Юрий Шейман

В ЛАБИРИНТАХ ДУХА


(Правда и истина Льва Толстого)


    
    Вот думал я вслед Толстому: что толку в уме и таланте человека, красоте и остроумии, если вызывают они не столько восхищение, сколько зависть других людей? Не лучше ли добро и справедливость, ибо не способны возбуждать злобу в сердцах, но только умиление и желание подражать? И вот, прожив уже целую жизнь, вижу, что это неправда. Не всегда, увы, праведность кладет пределы злу, но злоба зато часто стяжает себе подражателей. Неужели Толстой не знал этого?
    Нет зла? Но были бы христианские святые великомученики, если бы добрые поступки и непротивление злому не вызывали зависти и злобы? А за что убили отца Александра Меня? И раскаялись ли его убийцы? Сомнительно что-то. Да и верно ли, что ненасилие всегда абсолютно морально? Иногда оно способно провоцировать еще большее насилие и подлость. Конечно, Толстой не мог представить себе Холокост или сталинские застенки, но все-таки не был же он наивен.
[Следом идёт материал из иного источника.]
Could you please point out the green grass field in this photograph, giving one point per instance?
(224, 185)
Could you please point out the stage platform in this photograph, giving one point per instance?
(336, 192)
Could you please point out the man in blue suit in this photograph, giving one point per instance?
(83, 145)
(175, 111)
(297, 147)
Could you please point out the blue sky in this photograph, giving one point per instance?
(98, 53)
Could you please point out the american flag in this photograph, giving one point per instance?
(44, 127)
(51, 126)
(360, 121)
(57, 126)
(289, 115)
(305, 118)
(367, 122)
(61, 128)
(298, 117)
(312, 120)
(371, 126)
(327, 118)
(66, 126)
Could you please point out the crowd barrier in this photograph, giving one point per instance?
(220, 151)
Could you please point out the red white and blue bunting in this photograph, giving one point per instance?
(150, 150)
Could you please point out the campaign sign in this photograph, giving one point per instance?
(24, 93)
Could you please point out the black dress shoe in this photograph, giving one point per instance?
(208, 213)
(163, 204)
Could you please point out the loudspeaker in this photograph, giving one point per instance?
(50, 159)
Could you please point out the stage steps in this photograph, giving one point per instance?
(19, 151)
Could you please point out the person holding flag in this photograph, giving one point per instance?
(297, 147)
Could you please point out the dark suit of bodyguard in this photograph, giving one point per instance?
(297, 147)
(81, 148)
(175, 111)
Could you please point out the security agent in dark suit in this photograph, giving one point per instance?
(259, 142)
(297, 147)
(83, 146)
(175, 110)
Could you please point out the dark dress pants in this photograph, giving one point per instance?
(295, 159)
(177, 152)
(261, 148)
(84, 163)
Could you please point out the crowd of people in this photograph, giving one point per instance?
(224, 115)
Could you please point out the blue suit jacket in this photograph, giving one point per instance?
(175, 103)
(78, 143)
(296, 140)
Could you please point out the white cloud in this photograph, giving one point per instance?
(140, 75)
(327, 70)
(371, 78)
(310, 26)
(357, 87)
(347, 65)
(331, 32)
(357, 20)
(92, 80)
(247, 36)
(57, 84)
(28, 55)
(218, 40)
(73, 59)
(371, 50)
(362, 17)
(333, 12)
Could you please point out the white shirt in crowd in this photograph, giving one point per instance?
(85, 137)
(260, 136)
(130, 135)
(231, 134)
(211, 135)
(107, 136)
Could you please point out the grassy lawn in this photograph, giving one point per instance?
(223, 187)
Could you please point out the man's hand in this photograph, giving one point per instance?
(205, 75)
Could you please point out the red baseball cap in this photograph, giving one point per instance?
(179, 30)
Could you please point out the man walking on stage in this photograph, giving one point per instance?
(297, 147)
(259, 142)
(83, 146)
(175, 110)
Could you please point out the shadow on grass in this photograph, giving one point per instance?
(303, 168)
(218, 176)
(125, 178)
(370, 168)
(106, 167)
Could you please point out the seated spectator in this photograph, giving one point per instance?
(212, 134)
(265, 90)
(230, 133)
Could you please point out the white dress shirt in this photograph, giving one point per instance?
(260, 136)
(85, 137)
    Он призывал к непротивлению, потому что был храбр, непримирим, нетерпелив и гневлив. Он воевал, рисковал на медвежьей охоте. Толстой - это тот, кто сказал, что, находись он в Ясной Поляне во время проводившегося там обыска, пошел бы потом под суд за убийство. Писатель звал к непротивлению, потому что не был трусом, а будь он трусом - звал бы, вероятно, к борьбе и сопротивлению. Ибо программа Толстого - это на самом деле буддистская программа самоусовершенствования.
    Этика в представлении Толстого не допускает никакого релятивизма; в своих требованиях добра писатель абсолютно деспотичен, пренебрегая даже судьбой человечества, которому в его понимании незачем будет жить, после того как исполнится пророчество: уничтожатся страсти и все люди соединятся. Но это с одной стороны. А с другой - Толстой оставил как завещание свое последнее произведение - "Хаджи-Мурат", в котором провозглашается, что не смерть - свобода, а жизнь, и воспета цепкость, воля к жизни вопреки всем обстоятельствам, бунт против самой неизбежности смерти. Таков был Толстой - этот человек, изведавший границы противоречий и познавший цену сомнений.
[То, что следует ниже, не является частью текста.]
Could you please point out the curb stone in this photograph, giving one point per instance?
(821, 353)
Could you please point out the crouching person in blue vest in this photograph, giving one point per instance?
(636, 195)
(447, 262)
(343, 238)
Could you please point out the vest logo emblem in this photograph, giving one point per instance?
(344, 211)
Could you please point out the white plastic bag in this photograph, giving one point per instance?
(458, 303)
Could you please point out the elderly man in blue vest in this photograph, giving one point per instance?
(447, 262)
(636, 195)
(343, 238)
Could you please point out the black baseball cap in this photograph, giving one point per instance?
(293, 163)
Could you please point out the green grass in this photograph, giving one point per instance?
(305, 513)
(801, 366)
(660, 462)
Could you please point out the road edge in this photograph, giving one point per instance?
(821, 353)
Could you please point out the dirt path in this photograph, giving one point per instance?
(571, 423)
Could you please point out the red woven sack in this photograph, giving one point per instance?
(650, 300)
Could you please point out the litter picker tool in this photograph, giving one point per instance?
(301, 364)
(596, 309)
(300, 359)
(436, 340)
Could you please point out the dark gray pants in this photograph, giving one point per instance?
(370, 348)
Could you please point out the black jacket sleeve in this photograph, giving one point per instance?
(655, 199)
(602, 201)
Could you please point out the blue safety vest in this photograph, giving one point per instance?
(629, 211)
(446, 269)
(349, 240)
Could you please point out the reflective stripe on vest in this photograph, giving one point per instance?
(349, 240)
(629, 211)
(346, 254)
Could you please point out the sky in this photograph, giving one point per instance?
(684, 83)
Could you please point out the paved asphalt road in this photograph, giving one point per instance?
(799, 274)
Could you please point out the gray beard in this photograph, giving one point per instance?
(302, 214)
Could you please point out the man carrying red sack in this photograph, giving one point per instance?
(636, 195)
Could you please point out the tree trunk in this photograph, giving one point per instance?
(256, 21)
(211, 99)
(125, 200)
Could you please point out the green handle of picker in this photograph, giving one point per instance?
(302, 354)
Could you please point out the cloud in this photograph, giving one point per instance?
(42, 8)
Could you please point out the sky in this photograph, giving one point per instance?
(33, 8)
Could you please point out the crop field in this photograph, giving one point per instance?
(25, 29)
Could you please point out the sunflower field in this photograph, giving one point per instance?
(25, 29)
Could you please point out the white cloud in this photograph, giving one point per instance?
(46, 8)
    Никто не докажет, что выдох важнее вдоха, а страдание выше радости. Так и знаменитые противоречия Льва Толстого - на самом деле никакие не противоречия, а пары крыльев. Одно без другого бесполезно и бессмысленно. Толстой - не доктринер, а диалектик, и призыв к самоограничению у него ничуть не противоречит гедонизму. Ни в чем не доходи до совершенства и ни одну мысль не доводи до конца - этот буддистский принцип, как ни странно, является и главным уроком Толстого, несмотря на все слова об "энергии заблуждения" и на склонность постоянно впадать в крайности. Просто есть понимающие и непонимающие, но это не вопрос ума или глупости - Толстой знал это с детства. Всю жизнь вглядывался писатель в метафизические бездны, но безумно искать у него готовые ответы на главные вопросы бытия.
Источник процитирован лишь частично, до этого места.